The WHERE clause criteria can be in a variety of traditional SQL forms and may include Qarbine specific functions described below. For example,
select * from Movies
where nearText("dracula")
results in a query specification with these fields,
collection: "Movies",
nearText: "dracula"
Some additional Qarbine defined SQL functions are listed below.
nearVector(number1, number n …)
nearText(aPhrase)
vectorize(aPhrase)
vector = (number 1, number n ...) ← A different way of expressing nearVector()
Note that a SQL list is enclosed in parentheses while one in the JSON specification is enclosed in brackets. That is a subtle nuance across the SQL and JSON syntax standards.
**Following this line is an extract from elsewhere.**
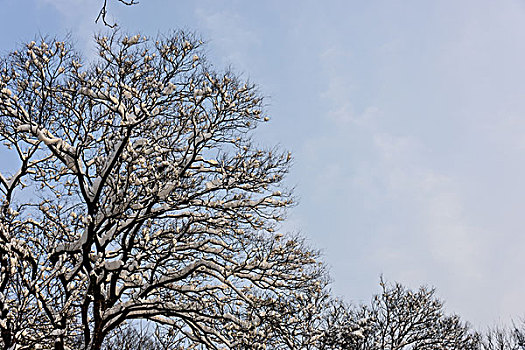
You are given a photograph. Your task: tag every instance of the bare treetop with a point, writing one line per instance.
(139, 195)
(104, 10)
The table below describes their use and a few others.
Function | Description |
---|---|
nearVector | This clause is removed from the WHERE criteria and its list of numbers argument set into the “nearVector” field of the query specification. |
nearText | This clause is removed from the WHERE criteria and its argument set into the “nearText” field of the query specification. |
vectorize | Pass in a string argument that ends up in the query specification as “$vectorize: theString”. |
vector = (...) | Provide the embedding enclosed in parenthesis. This ends up in the query specification as “$vector: [...]”. |
withOption | Pass in the specification field name and the value to set. This clause is removed from the WHERE clause. This is a way to set a query specification field that is not readily translated from the SQL world. |
withOptions | Set several specification fields at once. The format is withOptions(key1, value1, keyN, valueN).The key argument may use dot notation when setting the inner value of a component object. |
There are several SQL functions which are used to easily access the DataStax filter features. They are listed below. For reference see the DataStax page at https://docs.datastax.com/en/astra-db-serverless/api-reference/documents.html#operators
Function | Description |
---|---|
fieldExists(field) | This maps to the DataStax $exist clause. It matches documents that have the specified property. { "title" : {"$exists" : true} } An example use is shown below. where fieldExists('title') This can be combined with the NOT operator as shown below. where not fieldExists('title') This results in the DataStax clause { "title" : {"$exists" : false} } |
size(field, howMany) | This maps to the DataStax $size clause. It selects documents where the array has the specified number of elements. { "someList" : {"$size" : 2 } } An example use is shown below. where size('someList', 2) |
listIs(field, values) | This maps to the DataStax $all clause. It matches arrays that contain all elements in the specified array. { "food" : {"$all" : ['apple', 'orange'] } } An example use is shown below. where listIs(‘food’, ('apple', 'orange') ) An alternative is to use the following syntax. where food = ('apple', 'orange') DataStax may perform optimizations when $all is used so it is the recommended approach. |
Blending JSON and SQL
There are techniques to blend the ease of using SQL along with the powerful features of DataStax within a Qarbine JSON specification object. The table below lists the fields that drive this definition.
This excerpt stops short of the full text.